Here’s a discussion of replication policy posted up in the relatively early days of the blog, which I’ve re-posted in light of NASA spokesman Gavin Schmidt’s attempts to justify Hansen’s refusal to provide the source code used in his temperature calculations. It seems that these calculations are important enough to prompt a concern over the “destruction of Creation” but apparently only the elect will be permitted to see these calculations. The discussion of replication is based on experience in economics and social science unrelated to the present controversy but fully applicable to it.
We get considerable criticism from paleoclimate scientists that complying with requests for data and methods sufficient to permit replication is much too onerous and distracts them from "real work". However, the problem is not our request, but that any request should be necessary in the first place. In my opinion, a replication package should have been archived at the time of original publication so that any subsequent researcher can replicate the results without needing to contact the original author. From my personal experience, non-academics typically assume that there are adequate due diligence packages and find it difficult to believe otherwise. It appears that significant academic experience is necessary to instill a belief that a due diligence package is an imposition.

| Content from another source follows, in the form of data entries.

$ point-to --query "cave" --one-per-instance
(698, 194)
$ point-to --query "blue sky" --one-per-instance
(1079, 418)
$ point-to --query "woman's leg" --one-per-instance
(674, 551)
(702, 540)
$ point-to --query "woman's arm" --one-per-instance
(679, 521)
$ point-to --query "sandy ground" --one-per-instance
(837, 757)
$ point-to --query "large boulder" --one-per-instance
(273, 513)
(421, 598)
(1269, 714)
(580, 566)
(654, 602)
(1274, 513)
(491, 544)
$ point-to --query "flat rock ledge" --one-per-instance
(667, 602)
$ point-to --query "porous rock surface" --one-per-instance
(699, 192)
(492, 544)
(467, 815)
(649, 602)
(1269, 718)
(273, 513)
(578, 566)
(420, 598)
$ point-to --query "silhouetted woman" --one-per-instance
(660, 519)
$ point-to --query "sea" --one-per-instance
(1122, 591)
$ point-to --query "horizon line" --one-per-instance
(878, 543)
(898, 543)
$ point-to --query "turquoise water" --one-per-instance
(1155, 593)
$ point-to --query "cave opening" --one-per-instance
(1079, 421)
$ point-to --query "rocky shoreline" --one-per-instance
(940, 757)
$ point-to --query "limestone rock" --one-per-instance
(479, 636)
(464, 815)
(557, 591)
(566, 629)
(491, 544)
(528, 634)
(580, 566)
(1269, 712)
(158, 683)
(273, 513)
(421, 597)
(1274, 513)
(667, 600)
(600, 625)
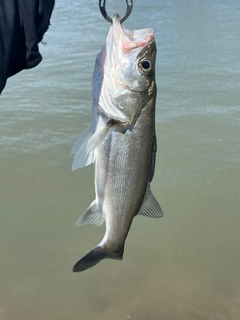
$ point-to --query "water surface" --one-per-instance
(184, 266)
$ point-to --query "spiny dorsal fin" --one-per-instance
(92, 215)
(150, 207)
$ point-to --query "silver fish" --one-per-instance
(121, 139)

Right now, it is obviously practical and feasible to create replication archives at the time of publication and this is a mandatory requirement in some fields (econometrics). In business, adequate compliance with regulations is often based on available practices. So I’ve tended to think that if this is feasible in empirical econometrics, it is feasible in paleoclimate science (where the structure of the datasets is surprisingly similar to empirical econometrics). During all of this, I have remained firmly convinced that climate scientists will not be able to avoid complying with proper standards for archiving data and methods much longer.
When I first ventured into climate replication, my framework was one of business audits and feasibility and engineering studies, a framework which has been ridiculed by some academics (inappropriately in my opinion.) I’ve often described myself as feeling like an anthropologist in studying the behavior of climate scientists, because their standards of replication and audit (or lack of them) seem as foreign to me as tribal customs must have seemed to early 20th century anthropologists in the South Sea Islands. During this journey, I have encountered some commentary on replication from within the academic community (though not the climate science community), especially from Dewald et al., McCullough and Vinod and Gary King, which captures almost exactly what I had in mind. We referred briefly to this in our E&E article and I’ll expound a little more today on this.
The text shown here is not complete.